Generally there a several competing metrics for determining the appropriate threshold $P$, the main three I came up with are:
The accuracy of the null-call data points, i.e. those $x_i$ such that $|0.5 - p_i| < P$.
The accuracy of the kept data points, i.e. those $x_i$ such that $|0.5 - p_i| \geq P$.
The proportion of data points which will be null-called.
Obviously I would like metrics 1 and 3 to be as small as possible, and metric 2 to be as large as possible.
After some thought, here is the best visualization I could come up with:
As you can see, the x-axis is transformed to metric 3, rather than just the threshold $P$, that way you can get a to scale sense of how much of a penalty you pay in null-calls by shifting farther to the right.
In general you're looking for x-values where there is a large gap between the green and red lines, and thus the naive choice would be the degenerate threshold $x=0$, however since a binary classifier is only useful when it does better than random choice, there's no downside to choosing a null-accuracy as high as $0.5$, and since you get a kept-accuracy boost at the null-accuracy $0.5$ trough (at approximately $x=0.05$), this is clearly the optimal choice.
The one thing I don't like about this plot is that the scales of the accuracies both seem poorly chosen, and for different reasons (which makes it extra difficult to find a y-axis scale which would work for both).
For the null-accuracy line, there's no reason to ever keep a region of data points where the average classification accuracy in that region is 50% or less.

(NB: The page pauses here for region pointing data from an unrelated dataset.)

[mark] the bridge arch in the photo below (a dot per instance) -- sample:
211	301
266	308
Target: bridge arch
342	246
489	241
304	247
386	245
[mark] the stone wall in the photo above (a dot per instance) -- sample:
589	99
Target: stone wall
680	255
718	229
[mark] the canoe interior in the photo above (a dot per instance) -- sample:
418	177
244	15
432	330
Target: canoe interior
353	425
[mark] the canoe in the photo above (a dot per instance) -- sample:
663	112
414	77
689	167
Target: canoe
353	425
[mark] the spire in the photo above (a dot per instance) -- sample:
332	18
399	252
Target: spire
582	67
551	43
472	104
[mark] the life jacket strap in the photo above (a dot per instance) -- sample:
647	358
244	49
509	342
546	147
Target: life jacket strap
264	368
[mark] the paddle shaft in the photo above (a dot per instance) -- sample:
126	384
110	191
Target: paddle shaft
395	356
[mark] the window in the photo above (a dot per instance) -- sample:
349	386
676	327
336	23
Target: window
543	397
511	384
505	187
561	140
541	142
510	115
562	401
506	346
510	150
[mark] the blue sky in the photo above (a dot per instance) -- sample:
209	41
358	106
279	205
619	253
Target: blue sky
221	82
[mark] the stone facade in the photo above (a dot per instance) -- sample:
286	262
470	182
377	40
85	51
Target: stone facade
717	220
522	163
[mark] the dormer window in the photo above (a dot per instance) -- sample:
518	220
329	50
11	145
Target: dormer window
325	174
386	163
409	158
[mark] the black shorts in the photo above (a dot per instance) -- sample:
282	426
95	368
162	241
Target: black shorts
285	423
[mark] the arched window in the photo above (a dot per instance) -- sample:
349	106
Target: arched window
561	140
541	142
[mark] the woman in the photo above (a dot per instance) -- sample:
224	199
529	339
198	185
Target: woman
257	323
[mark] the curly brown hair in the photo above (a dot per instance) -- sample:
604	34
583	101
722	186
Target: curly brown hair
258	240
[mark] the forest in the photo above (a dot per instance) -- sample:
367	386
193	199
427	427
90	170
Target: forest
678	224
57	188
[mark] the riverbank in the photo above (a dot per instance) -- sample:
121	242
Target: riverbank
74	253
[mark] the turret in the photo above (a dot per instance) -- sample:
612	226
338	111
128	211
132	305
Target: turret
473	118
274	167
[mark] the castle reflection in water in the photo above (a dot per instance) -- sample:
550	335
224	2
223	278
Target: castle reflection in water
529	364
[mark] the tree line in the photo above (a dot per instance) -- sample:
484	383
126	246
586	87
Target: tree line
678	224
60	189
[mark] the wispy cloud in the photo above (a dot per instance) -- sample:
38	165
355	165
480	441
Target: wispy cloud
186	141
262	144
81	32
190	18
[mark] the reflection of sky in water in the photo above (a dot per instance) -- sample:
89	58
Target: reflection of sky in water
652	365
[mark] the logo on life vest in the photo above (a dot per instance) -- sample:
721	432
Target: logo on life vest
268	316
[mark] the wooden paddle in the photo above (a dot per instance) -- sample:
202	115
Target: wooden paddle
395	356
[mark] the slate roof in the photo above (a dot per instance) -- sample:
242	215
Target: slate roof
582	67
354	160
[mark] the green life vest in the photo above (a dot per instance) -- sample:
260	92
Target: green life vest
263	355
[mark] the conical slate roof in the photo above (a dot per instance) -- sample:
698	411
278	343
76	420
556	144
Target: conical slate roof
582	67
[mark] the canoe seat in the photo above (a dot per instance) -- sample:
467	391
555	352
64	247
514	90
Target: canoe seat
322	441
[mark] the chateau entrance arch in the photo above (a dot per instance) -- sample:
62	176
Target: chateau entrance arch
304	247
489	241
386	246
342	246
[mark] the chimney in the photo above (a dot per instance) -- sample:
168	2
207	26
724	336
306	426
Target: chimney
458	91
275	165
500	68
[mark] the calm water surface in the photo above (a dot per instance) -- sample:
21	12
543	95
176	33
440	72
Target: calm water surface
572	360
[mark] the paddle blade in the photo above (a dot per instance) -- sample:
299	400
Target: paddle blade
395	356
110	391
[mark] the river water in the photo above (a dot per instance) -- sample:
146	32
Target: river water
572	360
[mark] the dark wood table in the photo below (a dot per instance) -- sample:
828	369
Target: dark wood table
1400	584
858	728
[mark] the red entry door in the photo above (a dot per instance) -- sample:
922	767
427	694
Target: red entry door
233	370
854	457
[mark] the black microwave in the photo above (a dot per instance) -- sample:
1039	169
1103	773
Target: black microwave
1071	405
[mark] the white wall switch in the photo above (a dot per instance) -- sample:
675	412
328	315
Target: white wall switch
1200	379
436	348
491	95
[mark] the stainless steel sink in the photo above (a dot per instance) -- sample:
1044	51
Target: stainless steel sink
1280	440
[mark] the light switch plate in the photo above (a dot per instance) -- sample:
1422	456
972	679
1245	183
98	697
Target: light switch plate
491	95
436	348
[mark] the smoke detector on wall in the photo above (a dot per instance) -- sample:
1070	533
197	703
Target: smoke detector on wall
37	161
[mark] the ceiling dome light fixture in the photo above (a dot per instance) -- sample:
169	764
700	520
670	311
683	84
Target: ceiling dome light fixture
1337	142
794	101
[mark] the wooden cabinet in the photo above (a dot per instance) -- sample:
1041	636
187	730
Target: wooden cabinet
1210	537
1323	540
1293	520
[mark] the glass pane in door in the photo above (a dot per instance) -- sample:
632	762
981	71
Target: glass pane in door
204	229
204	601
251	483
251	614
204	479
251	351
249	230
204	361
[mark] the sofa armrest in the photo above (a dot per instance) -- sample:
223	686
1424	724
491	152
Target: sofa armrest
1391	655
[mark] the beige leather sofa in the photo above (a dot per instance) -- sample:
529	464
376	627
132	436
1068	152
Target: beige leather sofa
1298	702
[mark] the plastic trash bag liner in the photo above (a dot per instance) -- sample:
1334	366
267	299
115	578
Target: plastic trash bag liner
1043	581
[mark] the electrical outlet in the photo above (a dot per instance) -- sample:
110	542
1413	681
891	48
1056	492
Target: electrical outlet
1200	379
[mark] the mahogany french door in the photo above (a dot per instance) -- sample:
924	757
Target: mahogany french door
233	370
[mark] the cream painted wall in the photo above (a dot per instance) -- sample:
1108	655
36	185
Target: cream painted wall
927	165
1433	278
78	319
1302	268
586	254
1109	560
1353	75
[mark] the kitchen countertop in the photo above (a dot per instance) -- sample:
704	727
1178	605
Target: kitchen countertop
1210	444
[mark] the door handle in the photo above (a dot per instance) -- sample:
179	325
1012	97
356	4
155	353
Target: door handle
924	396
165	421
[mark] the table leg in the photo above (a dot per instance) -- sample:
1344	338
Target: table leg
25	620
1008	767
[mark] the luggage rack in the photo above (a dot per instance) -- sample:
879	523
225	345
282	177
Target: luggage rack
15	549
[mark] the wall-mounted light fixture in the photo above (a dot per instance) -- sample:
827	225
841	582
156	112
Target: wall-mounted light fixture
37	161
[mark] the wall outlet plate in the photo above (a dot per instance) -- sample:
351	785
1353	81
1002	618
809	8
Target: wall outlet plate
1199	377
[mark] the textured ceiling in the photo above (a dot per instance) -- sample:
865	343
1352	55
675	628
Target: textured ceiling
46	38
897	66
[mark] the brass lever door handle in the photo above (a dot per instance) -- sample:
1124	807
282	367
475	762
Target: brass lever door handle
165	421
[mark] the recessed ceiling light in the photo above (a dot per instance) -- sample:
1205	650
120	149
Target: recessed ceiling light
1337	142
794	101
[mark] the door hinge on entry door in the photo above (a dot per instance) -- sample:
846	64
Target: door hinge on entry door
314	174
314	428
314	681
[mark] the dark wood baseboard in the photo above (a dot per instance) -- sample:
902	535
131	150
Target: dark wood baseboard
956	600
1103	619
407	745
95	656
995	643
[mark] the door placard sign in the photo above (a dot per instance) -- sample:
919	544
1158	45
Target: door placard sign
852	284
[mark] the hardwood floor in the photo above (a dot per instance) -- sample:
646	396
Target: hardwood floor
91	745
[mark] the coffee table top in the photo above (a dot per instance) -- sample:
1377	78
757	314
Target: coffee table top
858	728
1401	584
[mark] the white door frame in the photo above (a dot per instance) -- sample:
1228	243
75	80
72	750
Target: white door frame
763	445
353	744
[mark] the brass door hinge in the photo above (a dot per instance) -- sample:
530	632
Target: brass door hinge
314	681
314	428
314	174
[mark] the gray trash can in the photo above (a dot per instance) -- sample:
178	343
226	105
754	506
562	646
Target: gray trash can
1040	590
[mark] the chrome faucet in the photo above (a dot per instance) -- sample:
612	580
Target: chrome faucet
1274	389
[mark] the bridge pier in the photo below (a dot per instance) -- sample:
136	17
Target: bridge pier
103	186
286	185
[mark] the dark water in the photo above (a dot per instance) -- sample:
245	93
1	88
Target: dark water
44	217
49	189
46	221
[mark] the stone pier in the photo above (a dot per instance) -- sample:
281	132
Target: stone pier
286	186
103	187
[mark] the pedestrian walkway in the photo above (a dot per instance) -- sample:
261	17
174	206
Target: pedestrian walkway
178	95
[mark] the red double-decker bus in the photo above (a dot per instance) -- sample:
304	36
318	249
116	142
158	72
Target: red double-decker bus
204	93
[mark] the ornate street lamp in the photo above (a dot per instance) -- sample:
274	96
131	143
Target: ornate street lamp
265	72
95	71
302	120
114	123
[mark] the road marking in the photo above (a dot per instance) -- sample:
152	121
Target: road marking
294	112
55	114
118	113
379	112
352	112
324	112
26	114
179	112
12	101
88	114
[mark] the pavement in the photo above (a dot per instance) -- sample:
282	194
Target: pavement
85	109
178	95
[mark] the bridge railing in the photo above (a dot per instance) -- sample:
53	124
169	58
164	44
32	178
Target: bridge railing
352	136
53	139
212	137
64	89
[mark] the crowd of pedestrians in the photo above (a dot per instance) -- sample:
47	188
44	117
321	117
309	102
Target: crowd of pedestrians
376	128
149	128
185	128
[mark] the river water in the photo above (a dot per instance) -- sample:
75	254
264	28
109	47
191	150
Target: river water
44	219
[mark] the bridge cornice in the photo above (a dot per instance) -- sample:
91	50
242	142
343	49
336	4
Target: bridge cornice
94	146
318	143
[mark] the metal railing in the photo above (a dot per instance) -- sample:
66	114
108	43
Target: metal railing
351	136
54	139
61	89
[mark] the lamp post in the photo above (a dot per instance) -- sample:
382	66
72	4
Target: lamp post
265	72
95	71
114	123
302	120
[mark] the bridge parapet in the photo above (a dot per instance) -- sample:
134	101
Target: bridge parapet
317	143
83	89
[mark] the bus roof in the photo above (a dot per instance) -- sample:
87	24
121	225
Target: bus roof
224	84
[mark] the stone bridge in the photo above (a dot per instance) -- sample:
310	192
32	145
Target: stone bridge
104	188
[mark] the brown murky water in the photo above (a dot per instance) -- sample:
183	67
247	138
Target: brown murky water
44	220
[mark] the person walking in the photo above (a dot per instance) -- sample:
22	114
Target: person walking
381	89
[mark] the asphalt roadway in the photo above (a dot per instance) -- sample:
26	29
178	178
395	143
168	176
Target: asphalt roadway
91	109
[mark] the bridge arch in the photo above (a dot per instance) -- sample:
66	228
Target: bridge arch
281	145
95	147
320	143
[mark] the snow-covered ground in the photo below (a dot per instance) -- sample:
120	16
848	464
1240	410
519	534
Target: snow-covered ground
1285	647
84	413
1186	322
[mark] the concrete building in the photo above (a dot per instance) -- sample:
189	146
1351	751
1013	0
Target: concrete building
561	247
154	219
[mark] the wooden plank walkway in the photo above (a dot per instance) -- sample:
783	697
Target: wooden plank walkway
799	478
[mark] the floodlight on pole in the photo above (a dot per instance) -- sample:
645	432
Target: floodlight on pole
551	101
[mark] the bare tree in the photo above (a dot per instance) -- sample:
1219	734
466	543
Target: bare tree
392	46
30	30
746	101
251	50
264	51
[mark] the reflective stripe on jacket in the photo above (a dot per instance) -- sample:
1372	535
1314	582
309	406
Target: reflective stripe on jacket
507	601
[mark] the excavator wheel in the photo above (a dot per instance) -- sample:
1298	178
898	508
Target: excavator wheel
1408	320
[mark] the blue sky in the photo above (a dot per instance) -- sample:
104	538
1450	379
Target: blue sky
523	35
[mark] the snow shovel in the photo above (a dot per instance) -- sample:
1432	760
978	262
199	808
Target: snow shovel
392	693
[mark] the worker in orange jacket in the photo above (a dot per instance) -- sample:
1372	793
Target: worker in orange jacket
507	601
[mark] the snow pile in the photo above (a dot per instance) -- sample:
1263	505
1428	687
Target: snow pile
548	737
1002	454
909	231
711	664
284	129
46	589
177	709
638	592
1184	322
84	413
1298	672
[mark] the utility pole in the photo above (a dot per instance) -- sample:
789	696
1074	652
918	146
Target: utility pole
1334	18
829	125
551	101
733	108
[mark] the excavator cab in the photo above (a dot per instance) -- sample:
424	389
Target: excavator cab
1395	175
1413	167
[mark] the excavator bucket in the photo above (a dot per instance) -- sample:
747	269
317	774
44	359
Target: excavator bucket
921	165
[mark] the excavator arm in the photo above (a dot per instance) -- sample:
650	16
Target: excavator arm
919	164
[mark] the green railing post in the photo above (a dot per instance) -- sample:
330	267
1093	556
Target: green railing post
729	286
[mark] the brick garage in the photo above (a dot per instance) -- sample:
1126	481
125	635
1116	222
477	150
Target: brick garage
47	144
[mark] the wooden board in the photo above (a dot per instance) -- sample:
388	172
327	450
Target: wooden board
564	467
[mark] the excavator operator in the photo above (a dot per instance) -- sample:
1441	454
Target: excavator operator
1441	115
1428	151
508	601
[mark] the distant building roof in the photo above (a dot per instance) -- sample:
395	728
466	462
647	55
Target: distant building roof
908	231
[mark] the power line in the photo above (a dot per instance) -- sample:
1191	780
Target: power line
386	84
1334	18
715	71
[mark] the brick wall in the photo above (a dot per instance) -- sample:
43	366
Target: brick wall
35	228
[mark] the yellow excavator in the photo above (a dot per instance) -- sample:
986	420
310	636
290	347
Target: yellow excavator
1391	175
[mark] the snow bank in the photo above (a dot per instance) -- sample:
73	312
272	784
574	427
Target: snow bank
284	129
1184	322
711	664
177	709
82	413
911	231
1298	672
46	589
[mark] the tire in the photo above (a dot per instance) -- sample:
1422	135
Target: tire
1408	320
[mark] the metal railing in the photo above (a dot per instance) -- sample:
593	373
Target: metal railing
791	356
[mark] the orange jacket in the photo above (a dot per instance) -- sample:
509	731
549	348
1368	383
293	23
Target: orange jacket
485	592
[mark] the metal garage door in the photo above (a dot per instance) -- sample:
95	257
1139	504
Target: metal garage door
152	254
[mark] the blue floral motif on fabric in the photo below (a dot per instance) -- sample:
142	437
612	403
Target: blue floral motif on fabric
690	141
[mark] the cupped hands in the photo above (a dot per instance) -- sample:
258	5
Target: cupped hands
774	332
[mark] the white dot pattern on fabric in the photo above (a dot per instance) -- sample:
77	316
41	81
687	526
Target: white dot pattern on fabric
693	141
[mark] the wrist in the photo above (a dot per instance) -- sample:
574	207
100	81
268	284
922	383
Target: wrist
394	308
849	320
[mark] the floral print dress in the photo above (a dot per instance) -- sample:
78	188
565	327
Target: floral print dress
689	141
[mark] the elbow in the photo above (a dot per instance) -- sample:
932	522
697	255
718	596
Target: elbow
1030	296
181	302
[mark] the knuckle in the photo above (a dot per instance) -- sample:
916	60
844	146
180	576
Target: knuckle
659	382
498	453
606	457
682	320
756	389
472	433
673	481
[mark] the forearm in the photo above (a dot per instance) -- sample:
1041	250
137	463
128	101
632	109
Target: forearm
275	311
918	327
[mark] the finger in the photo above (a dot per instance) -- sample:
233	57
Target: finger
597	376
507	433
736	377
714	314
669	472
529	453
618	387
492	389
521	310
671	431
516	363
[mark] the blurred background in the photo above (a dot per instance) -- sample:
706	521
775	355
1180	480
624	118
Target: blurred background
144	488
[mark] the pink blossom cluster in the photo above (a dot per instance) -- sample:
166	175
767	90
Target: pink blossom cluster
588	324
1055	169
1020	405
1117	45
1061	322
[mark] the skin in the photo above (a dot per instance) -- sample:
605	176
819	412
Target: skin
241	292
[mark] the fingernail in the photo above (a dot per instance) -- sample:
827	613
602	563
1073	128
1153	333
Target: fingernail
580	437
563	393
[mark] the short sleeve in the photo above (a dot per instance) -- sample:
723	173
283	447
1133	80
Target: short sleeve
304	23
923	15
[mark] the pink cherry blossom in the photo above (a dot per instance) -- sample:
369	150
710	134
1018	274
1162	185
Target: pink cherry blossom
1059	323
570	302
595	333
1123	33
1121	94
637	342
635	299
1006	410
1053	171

Unfortunately the graph makes it look like there's a significant difference between a null-accuracy of 0% and 50%, when in reality there's no important difference.
For the kept-accuracy line, the graph makes it look like the jump in kept-accuracy at around $x=0.05$ is small and thus no big deal, when in reality it is a big deal.
Anyways, I'm curious if anyone has any suggestions for improving this visualization, or even completely different alternative visualizations. I was thinking maybe some variation of an ROC curve might work, but I couldn't come up with a variation which I felt worked as well as the above visualization.